The Generation Skipping Transfer Tax, or GSTT, is a federal tax imposed on transfers of property made to individuals who are at least two generations younger than the donor. This tax is imposed in addition to any gift or estate tax that may be owed on the transfer.


The purpose of the GSTT is to prevent wealthy families from avoiding gift and estate taxes by simply skipping a generation and transferring assets directly to their grandchildren or other young relatives. Without the GSTT, individuals could give large sums of money or valuable property to their grandchildren or other young relatives, who would then be subject to much lower gift and estate tax rates.

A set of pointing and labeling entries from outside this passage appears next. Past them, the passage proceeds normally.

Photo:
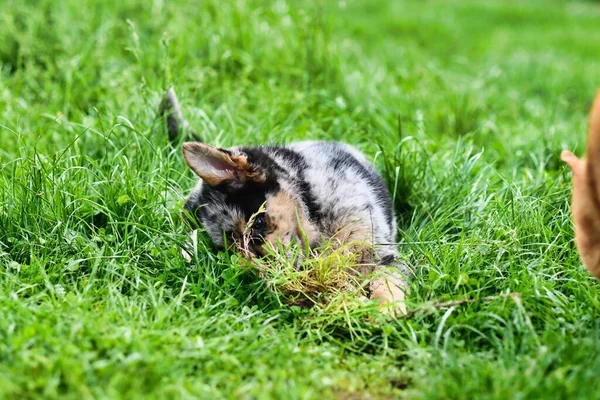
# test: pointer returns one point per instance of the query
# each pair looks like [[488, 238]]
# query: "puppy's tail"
[[586, 194], [176, 124]]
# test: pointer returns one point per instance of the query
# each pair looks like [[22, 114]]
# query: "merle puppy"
[[305, 192]]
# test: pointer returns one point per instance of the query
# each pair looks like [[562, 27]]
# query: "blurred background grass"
[[464, 106]]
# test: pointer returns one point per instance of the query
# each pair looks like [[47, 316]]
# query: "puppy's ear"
[[217, 166]]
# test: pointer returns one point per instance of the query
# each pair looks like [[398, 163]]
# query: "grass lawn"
[[463, 105]]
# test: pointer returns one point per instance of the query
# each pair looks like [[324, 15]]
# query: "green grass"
[[463, 105]]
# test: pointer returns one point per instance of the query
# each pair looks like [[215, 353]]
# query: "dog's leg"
[[586, 194]]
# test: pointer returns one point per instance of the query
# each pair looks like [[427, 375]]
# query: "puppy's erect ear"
[[217, 166]]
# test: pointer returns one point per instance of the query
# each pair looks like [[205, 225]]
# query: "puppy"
[[303, 193], [586, 194]]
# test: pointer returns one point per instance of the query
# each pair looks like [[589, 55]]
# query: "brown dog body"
[[586, 194]]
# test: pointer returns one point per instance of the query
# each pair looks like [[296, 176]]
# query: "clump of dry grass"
[[308, 277]]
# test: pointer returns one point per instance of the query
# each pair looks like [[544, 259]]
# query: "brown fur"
[[286, 222], [240, 170], [586, 194]]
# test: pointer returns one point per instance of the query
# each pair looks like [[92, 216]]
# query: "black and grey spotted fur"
[[313, 191]]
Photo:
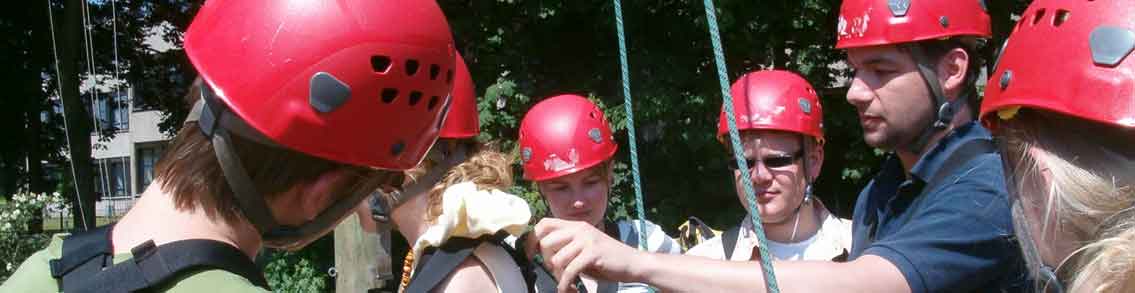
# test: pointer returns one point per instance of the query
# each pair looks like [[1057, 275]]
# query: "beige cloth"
[[470, 212]]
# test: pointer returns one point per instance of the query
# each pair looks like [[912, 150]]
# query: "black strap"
[[83, 253], [150, 267], [438, 264], [729, 241], [701, 228]]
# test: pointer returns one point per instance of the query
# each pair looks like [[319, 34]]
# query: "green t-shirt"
[[34, 275]]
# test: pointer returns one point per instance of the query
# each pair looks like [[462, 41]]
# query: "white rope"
[[55, 51], [114, 24]]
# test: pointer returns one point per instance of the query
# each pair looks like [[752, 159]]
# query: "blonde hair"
[[485, 166], [1091, 189]]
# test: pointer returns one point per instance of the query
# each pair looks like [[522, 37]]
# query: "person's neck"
[[156, 216], [808, 226], [909, 157], [408, 218]]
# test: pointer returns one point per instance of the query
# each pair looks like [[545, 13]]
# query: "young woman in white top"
[[781, 124], [566, 148]]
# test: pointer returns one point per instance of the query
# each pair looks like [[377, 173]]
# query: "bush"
[[303, 270], [16, 241]]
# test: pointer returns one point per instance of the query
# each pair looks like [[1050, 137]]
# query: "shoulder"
[[470, 276], [215, 281], [34, 274], [976, 191]]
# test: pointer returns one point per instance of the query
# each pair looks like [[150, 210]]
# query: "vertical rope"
[[630, 123], [59, 90], [734, 139]]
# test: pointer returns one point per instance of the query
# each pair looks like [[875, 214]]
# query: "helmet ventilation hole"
[[1060, 17], [412, 67], [397, 148], [388, 94], [380, 64], [1037, 16], [433, 102], [434, 70], [414, 98]]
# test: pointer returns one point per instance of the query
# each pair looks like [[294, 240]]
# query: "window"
[[146, 159], [112, 177], [111, 111]]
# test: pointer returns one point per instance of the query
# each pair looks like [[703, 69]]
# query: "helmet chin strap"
[[217, 123], [943, 108], [446, 157]]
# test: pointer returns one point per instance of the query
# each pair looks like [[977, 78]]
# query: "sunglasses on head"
[[772, 161]]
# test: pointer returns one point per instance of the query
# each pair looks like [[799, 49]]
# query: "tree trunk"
[[78, 130]]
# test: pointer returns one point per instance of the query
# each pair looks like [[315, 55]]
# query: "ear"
[[951, 72], [319, 194], [815, 159]]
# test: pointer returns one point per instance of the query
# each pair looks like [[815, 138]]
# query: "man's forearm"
[[694, 274], [672, 273]]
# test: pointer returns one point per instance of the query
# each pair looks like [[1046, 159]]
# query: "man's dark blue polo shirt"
[[956, 237]]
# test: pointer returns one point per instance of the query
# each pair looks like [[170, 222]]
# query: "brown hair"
[[486, 167], [190, 172], [1091, 191]]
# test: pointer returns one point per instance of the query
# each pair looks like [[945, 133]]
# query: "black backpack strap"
[[440, 264], [83, 253], [150, 266], [538, 277], [729, 241]]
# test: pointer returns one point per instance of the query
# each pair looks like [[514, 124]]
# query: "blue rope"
[[734, 139], [630, 123]]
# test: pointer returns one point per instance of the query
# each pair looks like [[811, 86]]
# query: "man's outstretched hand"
[[573, 248]]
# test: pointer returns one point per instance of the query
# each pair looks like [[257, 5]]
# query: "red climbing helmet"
[[775, 100], [462, 122], [866, 23], [1070, 58], [356, 82], [562, 135]]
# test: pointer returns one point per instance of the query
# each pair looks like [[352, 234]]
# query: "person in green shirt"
[[301, 111]]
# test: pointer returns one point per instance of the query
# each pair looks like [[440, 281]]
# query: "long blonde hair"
[[484, 166], [1091, 190]]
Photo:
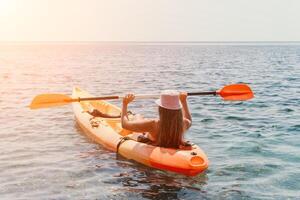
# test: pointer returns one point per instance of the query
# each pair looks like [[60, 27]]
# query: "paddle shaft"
[[144, 96]]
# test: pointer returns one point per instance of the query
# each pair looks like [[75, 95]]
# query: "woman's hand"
[[128, 98], [183, 96]]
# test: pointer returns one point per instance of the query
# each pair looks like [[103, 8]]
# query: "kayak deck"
[[109, 133]]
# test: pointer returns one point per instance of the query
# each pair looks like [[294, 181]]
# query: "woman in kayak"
[[168, 130]]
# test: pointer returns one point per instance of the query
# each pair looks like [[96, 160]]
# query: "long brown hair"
[[170, 132]]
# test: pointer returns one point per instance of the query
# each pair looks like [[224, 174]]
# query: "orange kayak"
[[109, 133]]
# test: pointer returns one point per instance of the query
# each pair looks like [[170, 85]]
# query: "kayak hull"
[[109, 133]]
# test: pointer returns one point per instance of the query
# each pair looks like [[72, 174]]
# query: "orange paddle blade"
[[49, 100], [236, 92]]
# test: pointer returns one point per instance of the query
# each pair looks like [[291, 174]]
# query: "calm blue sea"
[[253, 146]]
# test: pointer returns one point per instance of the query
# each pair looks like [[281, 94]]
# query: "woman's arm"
[[143, 125], [185, 109]]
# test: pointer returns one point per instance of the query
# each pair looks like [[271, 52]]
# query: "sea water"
[[253, 146]]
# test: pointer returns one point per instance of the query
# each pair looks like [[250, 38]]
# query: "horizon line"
[[129, 41]]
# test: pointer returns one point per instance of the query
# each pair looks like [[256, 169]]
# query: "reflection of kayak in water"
[[109, 133]]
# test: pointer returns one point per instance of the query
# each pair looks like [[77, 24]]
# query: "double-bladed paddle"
[[235, 92]]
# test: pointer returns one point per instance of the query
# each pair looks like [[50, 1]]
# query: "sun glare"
[[6, 7]]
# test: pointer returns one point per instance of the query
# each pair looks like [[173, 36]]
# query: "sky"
[[149, 20]]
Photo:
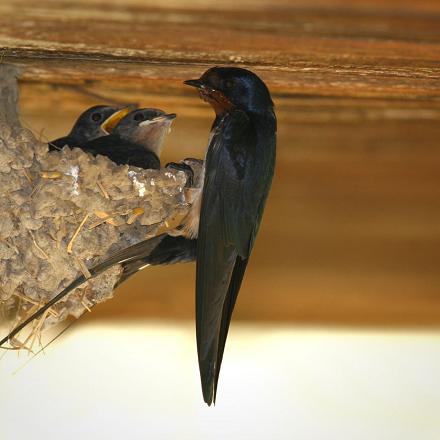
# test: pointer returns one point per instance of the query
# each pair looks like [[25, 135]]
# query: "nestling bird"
[[136, 140], [239, 167], [95, 122], [221, 227]]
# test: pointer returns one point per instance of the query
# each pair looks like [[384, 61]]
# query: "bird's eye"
[[229, 83], [96, 117]]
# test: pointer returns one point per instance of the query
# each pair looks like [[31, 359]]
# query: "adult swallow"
[[95, 122], [221, 228], [238, 172], [137, 139]]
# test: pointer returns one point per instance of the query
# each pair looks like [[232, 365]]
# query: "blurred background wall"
[[350, 242]]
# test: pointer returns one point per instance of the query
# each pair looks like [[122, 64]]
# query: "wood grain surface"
[[351, 234]]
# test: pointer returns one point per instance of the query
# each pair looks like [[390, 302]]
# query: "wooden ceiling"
[[352, 229]]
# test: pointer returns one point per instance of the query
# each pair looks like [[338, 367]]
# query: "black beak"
[[194, 83]]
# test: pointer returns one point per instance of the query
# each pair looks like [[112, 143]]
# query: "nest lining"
[[64, 211]]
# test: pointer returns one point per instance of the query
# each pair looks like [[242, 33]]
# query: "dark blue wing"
[[238, 173]]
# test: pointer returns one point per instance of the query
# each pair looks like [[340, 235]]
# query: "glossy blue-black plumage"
[[238, 172]]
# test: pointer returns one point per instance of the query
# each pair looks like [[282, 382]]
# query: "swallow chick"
[[137, 139], [95, 122], [222, 225], [226, 216]]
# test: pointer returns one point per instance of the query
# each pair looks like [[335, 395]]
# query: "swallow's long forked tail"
[[163, 249]]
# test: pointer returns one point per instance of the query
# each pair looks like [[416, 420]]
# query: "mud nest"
[[63, 212]]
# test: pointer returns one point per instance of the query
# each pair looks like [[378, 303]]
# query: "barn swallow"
[[137, 139], [95, 122], [238, 172], [163, 249], [221, 227]]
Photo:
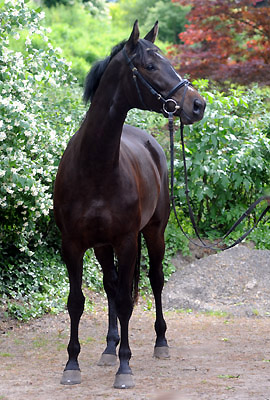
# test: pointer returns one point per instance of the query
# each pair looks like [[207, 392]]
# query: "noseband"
[[166, 101]]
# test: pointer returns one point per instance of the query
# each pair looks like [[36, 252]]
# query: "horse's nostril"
[[197, 106]]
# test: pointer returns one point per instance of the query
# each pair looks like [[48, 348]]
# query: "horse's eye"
[[150, 67]]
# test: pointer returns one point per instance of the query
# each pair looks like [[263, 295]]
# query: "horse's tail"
[[136, 278]]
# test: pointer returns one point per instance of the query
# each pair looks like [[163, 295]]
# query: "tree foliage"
[[171, 16], [226, 40]]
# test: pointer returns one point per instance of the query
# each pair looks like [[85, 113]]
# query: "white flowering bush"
[[40, 107]]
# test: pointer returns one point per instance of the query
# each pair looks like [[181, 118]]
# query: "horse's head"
[[157, 85]]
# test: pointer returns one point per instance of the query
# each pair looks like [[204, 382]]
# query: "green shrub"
[[227, 156], [40, 106], [84, 38]]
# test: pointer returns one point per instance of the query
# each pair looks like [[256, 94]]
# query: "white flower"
[[27, 41], [2, 136], [68, 119]]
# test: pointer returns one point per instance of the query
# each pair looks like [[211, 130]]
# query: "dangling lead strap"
[[191, 214]]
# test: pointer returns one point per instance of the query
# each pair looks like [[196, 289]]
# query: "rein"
[[170, 107]]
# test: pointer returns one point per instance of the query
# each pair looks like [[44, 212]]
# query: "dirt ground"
[[212, 357]]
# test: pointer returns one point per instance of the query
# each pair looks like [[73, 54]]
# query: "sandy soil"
[[212, 357]]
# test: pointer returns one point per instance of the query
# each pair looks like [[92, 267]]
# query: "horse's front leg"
[[126, 254], [74, 262], [154, 237], [105, 257]]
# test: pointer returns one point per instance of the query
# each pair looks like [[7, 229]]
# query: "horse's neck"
[[100, 134]]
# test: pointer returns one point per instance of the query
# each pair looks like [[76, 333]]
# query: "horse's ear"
[[134, 37], [151, 36]]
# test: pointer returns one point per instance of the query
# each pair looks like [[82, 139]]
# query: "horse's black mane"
[[93, 78]]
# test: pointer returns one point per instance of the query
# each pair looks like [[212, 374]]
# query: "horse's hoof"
[[71, 377], [123, 381], [107, 360], [162, 352]]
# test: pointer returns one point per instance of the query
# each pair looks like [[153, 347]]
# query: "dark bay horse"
[[112, 185]]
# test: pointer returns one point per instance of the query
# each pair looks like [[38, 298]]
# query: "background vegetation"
[[44, 57]]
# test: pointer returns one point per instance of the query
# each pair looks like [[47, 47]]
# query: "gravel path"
[[235, 281]]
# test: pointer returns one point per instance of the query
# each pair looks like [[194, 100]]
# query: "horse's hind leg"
[[105, 257], [154, 237], [74, 261]]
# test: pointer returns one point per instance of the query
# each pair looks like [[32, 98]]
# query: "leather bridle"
[[167, 102]]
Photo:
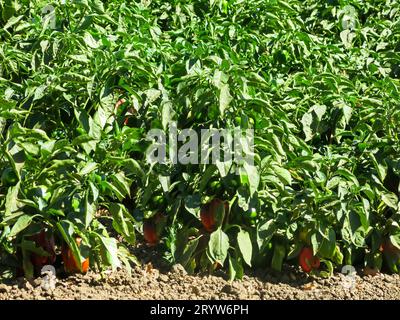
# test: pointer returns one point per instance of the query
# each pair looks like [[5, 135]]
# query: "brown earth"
[[163, 282]]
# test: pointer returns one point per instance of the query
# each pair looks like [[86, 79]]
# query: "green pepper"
[[9, 178]]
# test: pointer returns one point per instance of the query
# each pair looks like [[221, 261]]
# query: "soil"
[[155, 280]]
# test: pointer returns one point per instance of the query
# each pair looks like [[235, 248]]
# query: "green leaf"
[[218, 246], [224, 98], [22, 223]]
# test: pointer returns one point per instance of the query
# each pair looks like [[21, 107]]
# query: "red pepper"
[[70, 264]]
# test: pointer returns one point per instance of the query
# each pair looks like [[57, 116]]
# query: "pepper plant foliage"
[[318, 81]]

To calculate the GSTT, the value of the transfer is multiplied by the applicable GSTT rate. The current rate is 40%, which is the same as the top gift and estate tax rate. The GSTT rate may change from year to year as part of changes to the tax code.


How can you get around the GSTT?

There are several exemptions and exclusions available to individuals who wish to make transfers subject to the GSTT. The most commonly used exemption is the GSTT exemption, which allows an individual to transfer up to a certain amount of property to a skip person without incurring the GSTT. As of 2023, the GSTT exemption is $12.92 million per person.

In addition to the GSTT exemption, there are several other strategies that individuals can use to minimize or avoid the GSTT. These include:


1. Lifetime Exemption:


Individuals can use their lifetime gift and estate tax exemption to make transfers subject to the GSTT. For example, an individual could make a gift of $1 million to a grandchild and use $1 million of their lifetime gift and estate tax exemption to shelter the transfer from the GSTT.


2. Annual Exclusion:


Individuals can make gifts of up to $17,000 per year per recipient (this is the Annual Exclusion amount for 2023) without incurring any gift tax or GSTT. This can be a useful strategy for making regular transfers to skip persons without incurring any tax liability.


3. Direct Payments:


Individuals can pay for a skip person's tuition or medical expenses directly without incurring any tax liability. This can be a useful strategy for transferring wealth to grandchildren or other young relatives without incurring any tax liability.


4. Trusts:


Individuals can use trusts to transfer property to skip persons without incurring the GSTT. There are several types of trusts that can be used for this purpose, including Dynasty Trusts, Grantor Retained Annuity Trusts (GRATs), and Qualified Personal Residence Trusts (QPRTs).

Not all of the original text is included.